If approved, the agent can create or modify files and Git history inside the configured workspace.
The skill instructs the agent to run local shell and Git commands that create files, directories, repositories, and commits. This is purpose-aligned and confirmation-gated, but it is still local mutation authority.
mkdir <script_name> ... git init ... touch <script_name>.<extension> ... git add . ... git commit -m "Initial commit: <script_name>"
Review the proposed directory, filename, and changes before confirming; use simple script names and ensure the path stays under ~/.nanobot/workspace/test.
Approving dependency installation can change the Python environment and may install packages you did not intend if names are wrong or ambiguous.

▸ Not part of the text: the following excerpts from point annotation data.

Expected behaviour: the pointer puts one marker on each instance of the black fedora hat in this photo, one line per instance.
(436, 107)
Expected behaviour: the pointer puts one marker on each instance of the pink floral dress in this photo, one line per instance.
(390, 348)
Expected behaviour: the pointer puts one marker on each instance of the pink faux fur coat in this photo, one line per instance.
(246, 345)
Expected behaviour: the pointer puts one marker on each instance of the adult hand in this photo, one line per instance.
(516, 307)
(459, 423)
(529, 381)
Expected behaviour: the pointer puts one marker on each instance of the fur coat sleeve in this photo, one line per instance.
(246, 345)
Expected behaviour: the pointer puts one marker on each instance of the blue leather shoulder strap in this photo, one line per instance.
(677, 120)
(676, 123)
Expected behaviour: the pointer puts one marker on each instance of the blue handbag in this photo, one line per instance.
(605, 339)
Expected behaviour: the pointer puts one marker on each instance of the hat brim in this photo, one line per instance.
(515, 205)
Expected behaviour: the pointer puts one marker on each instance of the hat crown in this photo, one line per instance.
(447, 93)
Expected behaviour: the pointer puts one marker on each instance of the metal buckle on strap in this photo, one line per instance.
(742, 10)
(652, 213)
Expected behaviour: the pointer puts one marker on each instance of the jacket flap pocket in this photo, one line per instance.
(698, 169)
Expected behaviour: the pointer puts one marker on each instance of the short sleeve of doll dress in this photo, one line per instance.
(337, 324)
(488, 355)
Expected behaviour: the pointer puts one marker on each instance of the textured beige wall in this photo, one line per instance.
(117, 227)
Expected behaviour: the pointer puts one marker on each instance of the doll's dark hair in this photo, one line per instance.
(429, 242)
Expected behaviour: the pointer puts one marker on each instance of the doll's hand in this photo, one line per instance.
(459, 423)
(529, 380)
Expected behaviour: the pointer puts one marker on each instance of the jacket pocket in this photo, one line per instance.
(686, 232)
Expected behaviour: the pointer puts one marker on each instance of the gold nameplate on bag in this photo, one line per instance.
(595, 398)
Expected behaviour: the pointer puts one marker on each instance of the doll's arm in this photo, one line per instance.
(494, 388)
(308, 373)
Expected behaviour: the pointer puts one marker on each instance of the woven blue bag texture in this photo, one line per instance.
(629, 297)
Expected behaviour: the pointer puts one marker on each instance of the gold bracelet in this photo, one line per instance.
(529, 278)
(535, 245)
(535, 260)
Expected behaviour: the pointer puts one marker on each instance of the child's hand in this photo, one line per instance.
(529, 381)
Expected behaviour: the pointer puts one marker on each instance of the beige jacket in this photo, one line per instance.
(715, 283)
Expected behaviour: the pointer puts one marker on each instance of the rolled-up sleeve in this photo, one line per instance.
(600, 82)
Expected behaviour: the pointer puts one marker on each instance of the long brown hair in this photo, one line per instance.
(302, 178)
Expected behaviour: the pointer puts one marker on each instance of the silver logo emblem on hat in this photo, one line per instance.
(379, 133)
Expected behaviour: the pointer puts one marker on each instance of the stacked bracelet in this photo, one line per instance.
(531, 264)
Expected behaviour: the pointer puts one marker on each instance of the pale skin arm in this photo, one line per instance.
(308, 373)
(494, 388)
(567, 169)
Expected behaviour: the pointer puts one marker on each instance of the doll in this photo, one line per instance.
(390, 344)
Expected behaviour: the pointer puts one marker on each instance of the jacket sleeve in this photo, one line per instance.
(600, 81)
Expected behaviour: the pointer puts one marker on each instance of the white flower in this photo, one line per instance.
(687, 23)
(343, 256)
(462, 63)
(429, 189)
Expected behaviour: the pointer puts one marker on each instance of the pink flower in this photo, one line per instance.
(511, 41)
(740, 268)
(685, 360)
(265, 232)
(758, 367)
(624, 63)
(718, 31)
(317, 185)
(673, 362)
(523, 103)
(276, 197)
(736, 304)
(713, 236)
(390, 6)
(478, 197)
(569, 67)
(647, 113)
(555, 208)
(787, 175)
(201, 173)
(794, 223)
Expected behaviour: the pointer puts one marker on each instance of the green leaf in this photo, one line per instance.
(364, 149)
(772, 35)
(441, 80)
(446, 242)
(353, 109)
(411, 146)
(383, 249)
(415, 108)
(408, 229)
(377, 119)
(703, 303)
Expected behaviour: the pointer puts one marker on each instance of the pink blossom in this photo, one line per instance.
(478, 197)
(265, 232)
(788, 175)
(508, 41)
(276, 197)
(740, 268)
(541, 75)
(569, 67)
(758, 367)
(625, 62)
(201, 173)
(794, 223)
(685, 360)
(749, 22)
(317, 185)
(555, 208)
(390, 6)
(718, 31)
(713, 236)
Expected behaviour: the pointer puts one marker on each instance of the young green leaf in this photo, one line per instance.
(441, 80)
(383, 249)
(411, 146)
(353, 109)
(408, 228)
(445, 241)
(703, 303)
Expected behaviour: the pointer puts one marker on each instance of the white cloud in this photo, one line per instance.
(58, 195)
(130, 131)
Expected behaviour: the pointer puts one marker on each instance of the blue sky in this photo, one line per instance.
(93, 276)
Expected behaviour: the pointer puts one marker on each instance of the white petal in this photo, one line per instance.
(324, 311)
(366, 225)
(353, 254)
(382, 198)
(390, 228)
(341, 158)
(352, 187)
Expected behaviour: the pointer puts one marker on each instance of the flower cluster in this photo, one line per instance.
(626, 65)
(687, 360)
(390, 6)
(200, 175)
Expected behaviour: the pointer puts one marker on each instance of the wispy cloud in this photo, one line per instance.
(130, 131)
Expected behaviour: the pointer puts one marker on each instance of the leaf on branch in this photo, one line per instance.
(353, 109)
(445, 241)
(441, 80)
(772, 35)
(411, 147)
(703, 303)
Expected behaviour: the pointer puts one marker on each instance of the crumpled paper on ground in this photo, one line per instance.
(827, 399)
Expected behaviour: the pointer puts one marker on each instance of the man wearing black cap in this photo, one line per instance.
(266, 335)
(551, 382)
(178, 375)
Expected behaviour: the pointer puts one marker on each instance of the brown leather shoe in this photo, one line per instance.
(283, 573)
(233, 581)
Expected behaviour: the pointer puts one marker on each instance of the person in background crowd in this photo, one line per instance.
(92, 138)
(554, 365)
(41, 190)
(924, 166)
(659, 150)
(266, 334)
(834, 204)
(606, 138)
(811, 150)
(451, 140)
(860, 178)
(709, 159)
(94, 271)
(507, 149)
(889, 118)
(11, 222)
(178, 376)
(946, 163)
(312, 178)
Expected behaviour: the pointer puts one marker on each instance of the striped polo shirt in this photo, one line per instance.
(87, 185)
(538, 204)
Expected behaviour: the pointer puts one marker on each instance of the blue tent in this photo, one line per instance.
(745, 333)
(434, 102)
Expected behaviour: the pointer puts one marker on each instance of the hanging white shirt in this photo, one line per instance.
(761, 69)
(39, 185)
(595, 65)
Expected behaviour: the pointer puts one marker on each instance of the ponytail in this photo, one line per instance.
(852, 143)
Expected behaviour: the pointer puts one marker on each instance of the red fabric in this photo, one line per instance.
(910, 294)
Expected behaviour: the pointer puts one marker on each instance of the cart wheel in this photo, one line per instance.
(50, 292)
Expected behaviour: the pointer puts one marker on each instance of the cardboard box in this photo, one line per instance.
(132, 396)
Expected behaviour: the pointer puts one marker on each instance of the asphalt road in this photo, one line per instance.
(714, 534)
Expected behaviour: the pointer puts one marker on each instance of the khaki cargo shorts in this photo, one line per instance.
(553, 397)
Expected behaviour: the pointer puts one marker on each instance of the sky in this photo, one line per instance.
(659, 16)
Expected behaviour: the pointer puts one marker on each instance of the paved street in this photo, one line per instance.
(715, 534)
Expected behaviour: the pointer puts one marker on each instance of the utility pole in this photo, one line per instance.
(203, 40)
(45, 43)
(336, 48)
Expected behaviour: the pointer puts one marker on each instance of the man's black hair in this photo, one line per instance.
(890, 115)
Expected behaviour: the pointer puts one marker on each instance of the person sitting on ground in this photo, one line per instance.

The skill may install Python dependencies by package name. That is expected for script creation, but the instructions do not require pinning versions or verifying package provenance.
source ~/.nanobot/workspace/venv/bin/activate pip install <package1> <package2> ... deactivate
Confirm package names carefully, prefer trusted packages, and consider pinned versions for reproducible scripts.
A package installed for one script could change behavior or compatibility for other Python scripts in the same workspace.
The skill uses one shared virtual environment for package management, so dependency additions or conflicts from one script can affect other scripts that reuse that environment.
Python virtual environment: `~/.nanobot/workspace/venv` ... pip install <new_package>
Use the shared venv only if that is acceptable; for stronger isolation, create per-script virtual environments or document/pin dependencies.